Monday Momentum
Posts
The Decade of Nines

The Decade of Nines

Why Karpathy says AGI is further away than you think and why scaling performance is so difficult

Justin Wright
October 27, 2025 • Est. Reading Time: 10 minutes

Happy Monday!

Last week, Andrej Karpathy dropped a reality check that sent shockwaves through the AI community. The OpenAI co-founder and former Tesla AI director was a guest on Dwarkesh Patel's podcast and said that AGI is still a decade away. Not two years, not five years, a full decade. Even more pointed: today's AI agents are "slop," not the reliable digital workers being marketed to the world.

This isn't pessimism from a skeptic. This is pragmatism from someone who spent five years watching Tesla's self-driving program march through what he calls "nines" where every incremental improvement from 90% to 99% to 99.9% takes the same grueling amount of work. While Jensen Huang declares 2025 "the year of AI agents" and Dario Amodei predicts systems "better than almost all humans at almost all things" by 2027, the engineer who actually built these systems is warning about fundamental cognitive deficits that won't be fixed by scaling alone.

The gap between demo and product, between impressing users and actually replacing employees, remains vast. Understanding why reveals everything about where AI is actually headed.

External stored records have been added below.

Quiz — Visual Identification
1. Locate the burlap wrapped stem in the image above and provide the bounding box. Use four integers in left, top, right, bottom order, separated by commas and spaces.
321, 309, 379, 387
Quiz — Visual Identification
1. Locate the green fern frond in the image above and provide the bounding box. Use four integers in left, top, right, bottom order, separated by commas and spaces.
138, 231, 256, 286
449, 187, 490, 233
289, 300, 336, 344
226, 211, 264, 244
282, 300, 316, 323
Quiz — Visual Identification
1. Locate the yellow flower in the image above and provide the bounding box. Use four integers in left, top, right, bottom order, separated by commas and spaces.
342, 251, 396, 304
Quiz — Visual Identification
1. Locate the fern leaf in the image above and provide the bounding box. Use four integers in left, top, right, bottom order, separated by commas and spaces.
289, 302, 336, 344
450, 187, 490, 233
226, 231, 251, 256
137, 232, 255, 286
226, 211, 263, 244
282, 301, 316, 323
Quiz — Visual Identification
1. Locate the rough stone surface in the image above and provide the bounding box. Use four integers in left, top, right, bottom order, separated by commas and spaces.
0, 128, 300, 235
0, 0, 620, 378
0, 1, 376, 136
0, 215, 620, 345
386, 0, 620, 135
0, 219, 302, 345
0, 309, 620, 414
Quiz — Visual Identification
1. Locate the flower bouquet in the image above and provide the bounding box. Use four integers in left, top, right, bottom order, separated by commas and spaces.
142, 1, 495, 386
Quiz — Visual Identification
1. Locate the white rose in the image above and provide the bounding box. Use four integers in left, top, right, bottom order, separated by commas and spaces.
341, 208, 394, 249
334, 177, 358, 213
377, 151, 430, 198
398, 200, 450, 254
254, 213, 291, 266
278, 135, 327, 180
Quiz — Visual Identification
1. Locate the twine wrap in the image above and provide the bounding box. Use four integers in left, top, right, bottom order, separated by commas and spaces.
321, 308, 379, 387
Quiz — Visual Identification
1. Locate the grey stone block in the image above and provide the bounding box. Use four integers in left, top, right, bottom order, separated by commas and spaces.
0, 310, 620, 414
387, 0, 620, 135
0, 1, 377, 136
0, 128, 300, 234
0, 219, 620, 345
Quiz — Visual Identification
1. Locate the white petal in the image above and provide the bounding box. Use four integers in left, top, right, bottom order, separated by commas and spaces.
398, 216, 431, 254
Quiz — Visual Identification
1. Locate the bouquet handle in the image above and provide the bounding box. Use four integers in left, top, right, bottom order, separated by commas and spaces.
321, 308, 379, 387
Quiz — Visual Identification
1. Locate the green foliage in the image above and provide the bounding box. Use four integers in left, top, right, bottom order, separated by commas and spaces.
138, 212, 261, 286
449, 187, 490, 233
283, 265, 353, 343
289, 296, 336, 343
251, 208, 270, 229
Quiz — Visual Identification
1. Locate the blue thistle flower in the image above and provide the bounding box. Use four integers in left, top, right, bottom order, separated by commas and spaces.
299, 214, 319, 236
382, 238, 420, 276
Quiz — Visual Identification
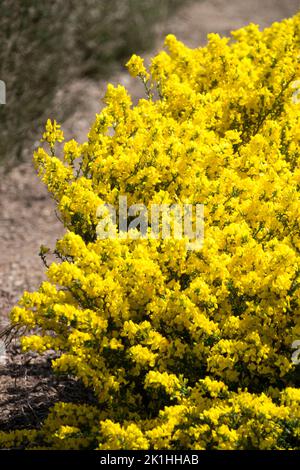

Karpathy argues AGI is a decade away because current models suffer from fundamental architectural problems. They lack continual learning, collapse into repetitive outputs, and memorize too much while generalizing too little. Reinforcement learning "sucks supervision through a straw" by rewarding lucky guesses the same as genuine reasoning. The real AI progress happens through augmented intelligence and grinding incremental improvements, not sudden breakthroughs.

TL;DR

The Cognitive Core Problem

Karpathy introduces a framework that cuts through the hype: separate an LLM's knowledge from its cognitive core. Pre-training does two unrelated things: it loads models with facts while teaching algorithmic patterns like in-context learning. The problem? All that memorized knowledge actually holds models back.

LLMs compress 15 trillion tokens into billions of parameters which act as a "hazy recollection" of the internet. Unlike humans who forget and therefore generalize, LLMs get distracted by encyclopedic recall. Ask ChatGPT for a joke and you'll get one of three. The models are "silently collapsed" in that their outputs occupy a tiny sliver of possible responses.

Karpathy believes the optimal "cognitive core,” or pure intelligence stripped of memorized facts, could be as small as one billion parameters. That's 1,000x smaller than frontier models. Why the bloat? The training data, because it is composed of the actual internet instead of curated articles, is garbage. Random stock tickers, deprecated code, contradictions everywhere. Models need massive capacity just to compress that noise.

The implication: we need intelligent models to refine training data itself, then distill that into smaller, purer cognitive cores. The real solution starts with separating signal from noise.

Why Reinforcement Learning is "Terrible"

Karpathy reserves his harshest criticism for reinforcement learning, calling it "terrible," "stupid," and "crazy." Imagine solving a math problem. You try 100 approaches consisting of productive dead ends, lucky guesses, and genuine insights. One trajectory stumbles onto the correct answer.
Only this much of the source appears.